The ent-15α-Acetoxykaur-16-en-19-oic Acid Relaxes Rat Artery Mesenteric Superior via Endothelium-Dependent and Endothelium-Independent Mechanisms

Abstract EN

The objective of the study was to investigate the mechanism of the relaxant activity of the ent-15α-acetoxykaur-16-en-19-oic acid (KA-acetoxy).

In rat mesenteric artery rings, KA-acetoxy induced a concentration-dependent relaxation in vessels precontracted with phenylephrine.

In the absence of endothelium, the vasorelaxation was significantly shifted to the right without reduction of the maximum effect.

Endothelium-dependent relaxation was significantly attenuated by pretreatment with L-NAME, an inhibitor of the NO-synthase (NOS), indomethacin, an inhibitor of the cyclooxygenase, L-NAME + indomethacin, atropine, a nonselective antagonist of the muscarinic receptors, ODQ, selective inhibitor of the guanylyl cyclase enzyme, or hydroxocobalamin, a nitric oxide scavenger.
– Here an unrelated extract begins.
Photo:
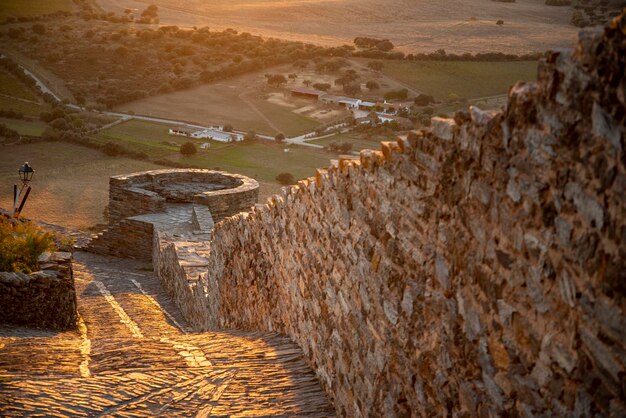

The relaxation was completely reversed in the presence of L-NAME + 1 mM L-arginine or L-arginine, an NO precursor.

Diterpene-induced relaxation was not affected by TEA, a nonselective inhibitor of K+ channels.

The KA-acetoxy antagonized CaCl2-induced contractions in a concentration-dependent manner and also inhibited an 80 mM KCl-induced contraction.

The KA-acetoxy did not interfere with Ca2+ release from intracellular stores.

The vasorelaxant induced by KA-acetoxy seems to involve the inhibition of the Ca2+ influx and also, at least in part, by endothelial muscarinic receptors activation, NO and PGI2 release.